What is so exciting about engineering is that no two people will create in the same way - everyone is different. There are an unlimited number of ways to manifest things we think of in our heads and bring them forth into the world. One thing for certain, though, is that if a person is given proper time to explore and have access to resources and mentors, they will find an area of interest they naturally feel drawn to and can go deeper to create something truly satisfying and meaningful.

Through my life, I have come to see my work at the intersection of three different types of engineering - learning engineering, software engineering, and business engineering - each with their own skills and journey of self-discovery in their own right. I’ve gone into detail about each of them below.


Three ways of bringing unique forms of your own imagination into the world

  1. Learning Engineering aka Teaching/Mentoring. While I was in college, my friends and I had a strong desire to learn as many of the practical skills we possibly could - web and mobile app development, advanced databases, cybersecurity, game development, and more. We wanted it all. So, I decided to start running workshops and events through a student club on campus where people could come to learn, practice, deepen our knowledge, and welcome other students to join. As it grew and grew, I realized we were not alone. I also realized that I wasn’t powerless - I could create the learning experiences that I and so many of my friends were craving.

  2. Software Engineering aka Development. Software engineering is the ability to bring abstract, initially vague ideas in your mind or in the minds of a collection of people to reality. In software, this brings it into digital reality and perhaps, if you play your cards right, into other people’s digital attention. There’s nothing quite as powerful for those who love engineering as the process of materializing an idea and then watching others begin to use (and hopefully) benefit from it.

    By senior year, I was hanging out with a new friend in CS who loved making stuff, and so we started working on a fun side project we had brainstormed - a simple framework for making web apps together.
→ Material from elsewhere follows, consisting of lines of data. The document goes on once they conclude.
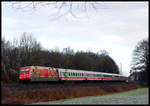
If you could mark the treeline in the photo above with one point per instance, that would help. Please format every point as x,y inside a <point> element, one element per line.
<point>26,51</point>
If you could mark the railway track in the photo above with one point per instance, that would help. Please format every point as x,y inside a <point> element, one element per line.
<point>45,85</point>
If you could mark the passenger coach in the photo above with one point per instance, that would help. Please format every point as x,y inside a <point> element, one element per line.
<point>41,73</point>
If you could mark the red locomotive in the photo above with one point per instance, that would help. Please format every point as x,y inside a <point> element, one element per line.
<point>41,73</point>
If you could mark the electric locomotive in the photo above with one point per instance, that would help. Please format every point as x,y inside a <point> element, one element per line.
<point>42,73</point>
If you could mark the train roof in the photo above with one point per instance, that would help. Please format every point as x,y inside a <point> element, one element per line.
<point>73,70</point>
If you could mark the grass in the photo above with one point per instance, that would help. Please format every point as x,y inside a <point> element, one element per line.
<point>53,94</point>
<point>137,96</point>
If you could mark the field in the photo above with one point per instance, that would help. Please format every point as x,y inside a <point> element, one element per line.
<point>54,94</point>
<point>137,96</point>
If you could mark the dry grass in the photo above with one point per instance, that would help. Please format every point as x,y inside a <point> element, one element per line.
<point>52,94</point>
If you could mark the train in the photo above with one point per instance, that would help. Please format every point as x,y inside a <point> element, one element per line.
<point>42,73</point>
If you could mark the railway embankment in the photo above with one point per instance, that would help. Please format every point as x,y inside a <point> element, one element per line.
<point>58,93</point>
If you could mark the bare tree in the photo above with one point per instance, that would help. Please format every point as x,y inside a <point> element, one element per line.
<point>60,9</point>
<point>140,60</point>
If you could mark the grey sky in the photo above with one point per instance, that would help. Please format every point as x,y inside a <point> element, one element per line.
<point>116,27</point>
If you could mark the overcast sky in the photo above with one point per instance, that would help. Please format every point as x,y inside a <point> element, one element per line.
<point>116,27</point>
We worked on it in our free time, and when we finally put it on Github, we had a bunch of people reach out to say they liked what we were doing and if they could help out. Never could we have imagined that the project, which started out as a way for us to pass the time, would end up becoming a framework with just shy of 1M developer user installs. It was then I realized that to engineer is to bring your imagination into the world.

  3. Business engineering aka Entrepreneurship. Business engineering is the ability to bring abstract ideas about how you can provide services or products to others to life. This has a lot of overlap with other types of engineering, but also significant differences. This includes things like learning leadership skills, communication, strategy, team building, designing revenue models, management processes, marketing, and product development. Business engineering can be perhaps one of the most satisfying and challenging forms of engineering.
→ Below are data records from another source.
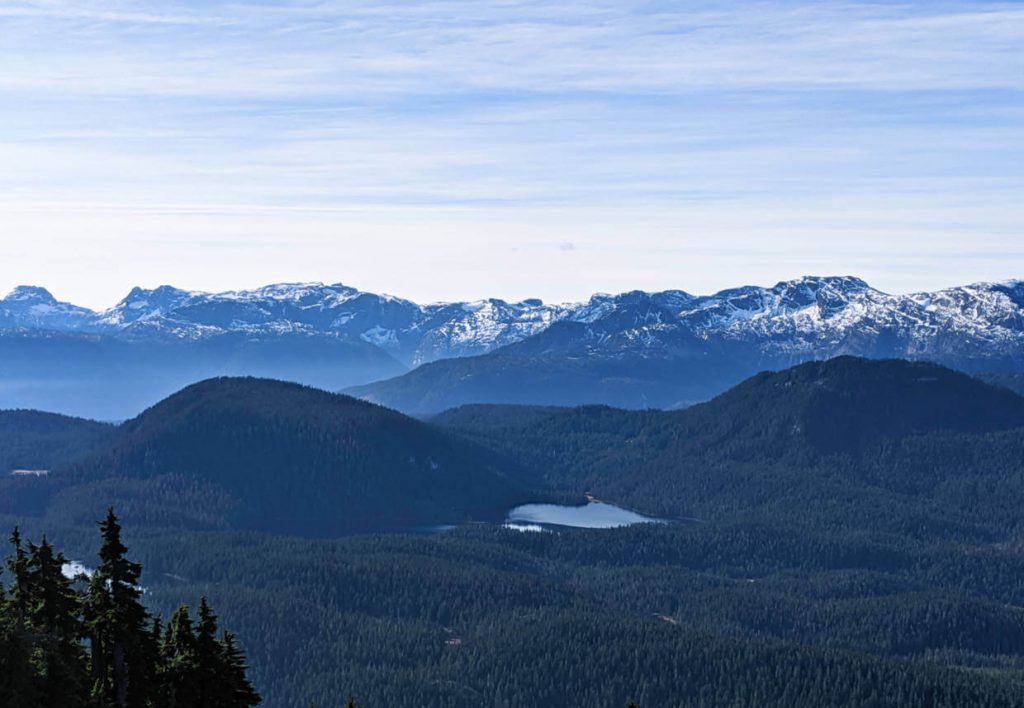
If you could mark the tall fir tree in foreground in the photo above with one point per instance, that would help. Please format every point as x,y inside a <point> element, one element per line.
<point>101,648</point>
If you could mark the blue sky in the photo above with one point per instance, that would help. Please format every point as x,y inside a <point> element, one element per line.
<point>462,150</point>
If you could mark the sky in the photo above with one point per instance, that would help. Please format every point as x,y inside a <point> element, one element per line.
<point>448,151</point>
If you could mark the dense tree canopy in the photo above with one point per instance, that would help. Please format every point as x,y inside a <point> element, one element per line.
<point>126,662</point>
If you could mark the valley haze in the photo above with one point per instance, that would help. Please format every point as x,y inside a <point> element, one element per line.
<point>635,349</point>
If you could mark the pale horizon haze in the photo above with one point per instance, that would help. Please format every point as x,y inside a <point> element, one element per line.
<point>457,151</point>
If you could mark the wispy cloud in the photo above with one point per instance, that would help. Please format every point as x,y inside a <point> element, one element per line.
<point>470,128</point>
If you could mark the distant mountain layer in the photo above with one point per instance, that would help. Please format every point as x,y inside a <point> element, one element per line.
<point>906,447</point>
<point>635,349</point>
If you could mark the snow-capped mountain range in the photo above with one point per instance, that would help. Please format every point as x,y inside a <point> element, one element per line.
<point>810,317</point>
<point>632,349</point>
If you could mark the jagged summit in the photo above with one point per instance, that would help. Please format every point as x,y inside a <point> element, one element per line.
<point>30,293</point>
<point>813,317</point>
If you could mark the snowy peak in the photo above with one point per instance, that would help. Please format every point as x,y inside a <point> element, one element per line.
<point>809,317</point>
<point>30,293</point>
<point>34,307</point>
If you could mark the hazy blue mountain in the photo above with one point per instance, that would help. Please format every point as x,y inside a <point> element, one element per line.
<point>671,349</point>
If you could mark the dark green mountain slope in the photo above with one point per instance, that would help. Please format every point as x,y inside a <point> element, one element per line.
<point>844,441</point>
<point>260,454</point>
<point>1008,379</point>
<point>35,441</point>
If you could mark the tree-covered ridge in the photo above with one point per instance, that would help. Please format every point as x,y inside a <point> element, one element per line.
<point>274,456</point>
<point>909,447</point>
<point>36,441</point>
<point>99,647</point>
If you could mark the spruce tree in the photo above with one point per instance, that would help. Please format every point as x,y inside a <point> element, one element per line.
<point>56,628</point>
<point>241,693</point>
<point>122,651</point>
<point>180,685</point>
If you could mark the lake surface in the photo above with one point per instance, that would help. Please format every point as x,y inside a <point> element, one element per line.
<point>592,515</point>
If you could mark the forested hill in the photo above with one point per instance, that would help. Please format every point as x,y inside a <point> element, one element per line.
<point>845,441</point>
<point>37,442</point>
<point>259,454</point>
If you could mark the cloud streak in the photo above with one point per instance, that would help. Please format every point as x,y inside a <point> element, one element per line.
<point>797,135</point>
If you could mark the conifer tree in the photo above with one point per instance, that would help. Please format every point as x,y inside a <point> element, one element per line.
<point>180,683</point>
<point>56,628</point>
<point>122,652</point>
<point>240,692</point>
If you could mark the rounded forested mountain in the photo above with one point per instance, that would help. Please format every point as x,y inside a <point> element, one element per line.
<point>268,455</point>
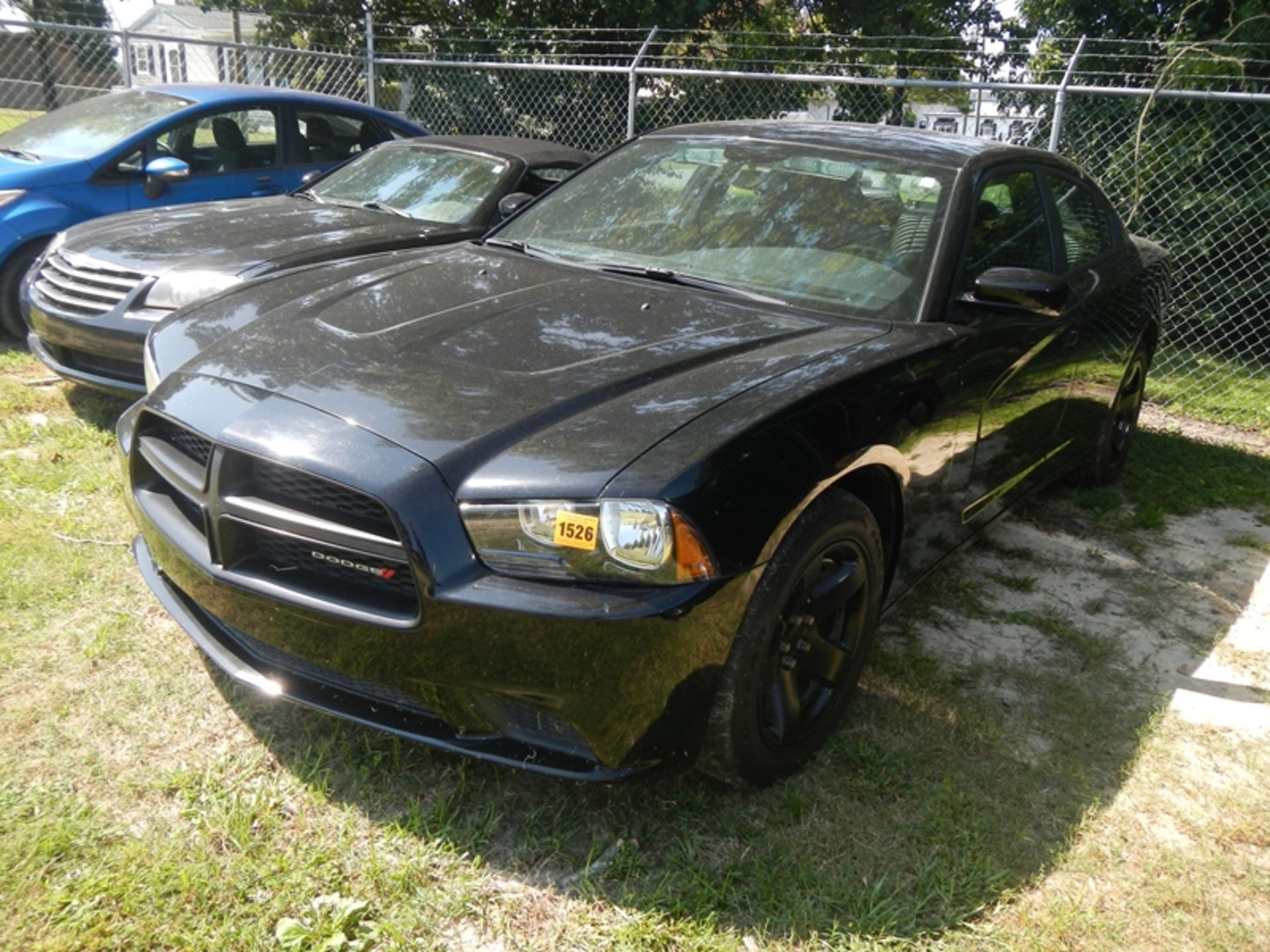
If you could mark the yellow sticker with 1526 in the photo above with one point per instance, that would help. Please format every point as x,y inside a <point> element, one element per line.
<point>577,531</point>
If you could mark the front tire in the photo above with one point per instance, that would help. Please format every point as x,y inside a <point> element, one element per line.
<point>800,647</point>
<point>12,273</point>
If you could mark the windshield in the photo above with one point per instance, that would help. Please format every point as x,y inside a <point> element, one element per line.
<point>92,126</point>
<point>821,227</point>
<point>435,184</point>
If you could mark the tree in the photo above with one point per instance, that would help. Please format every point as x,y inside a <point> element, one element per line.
<point>92,54</point>
<point>916,38</point>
At the intersection of these three forms of creation - learning engineering, software engineering, and entrepreneurship - is where I happened to find my love of creation. These are also the reasons why I co-founded CodePath. CodePath is first and foremost a personal and professional exploration of all three of these interests as well as a vehicle for learning and developing through helping and supporting others on their paths. To us, CodePath is an answer to our personal quest: “What would the students we knew have wanted to learn, know, and had access to?”

I hope that my story can help this year’s graduating class perhaps make better sense of some of the paths that could lie ahead. And as always, the CodePath team and I will readily stand by, helping you to not only build the confidence and skills you need to succeed in tech, but to ignite your genuine interests and passions that may last a lifetime.

While there is a lot of uncertainty today, if you stay true to yourself and give yourself permission to explore your own interests and curiosities, then you will embark on a fulfilling journey of self-discovery and a successful engineering career.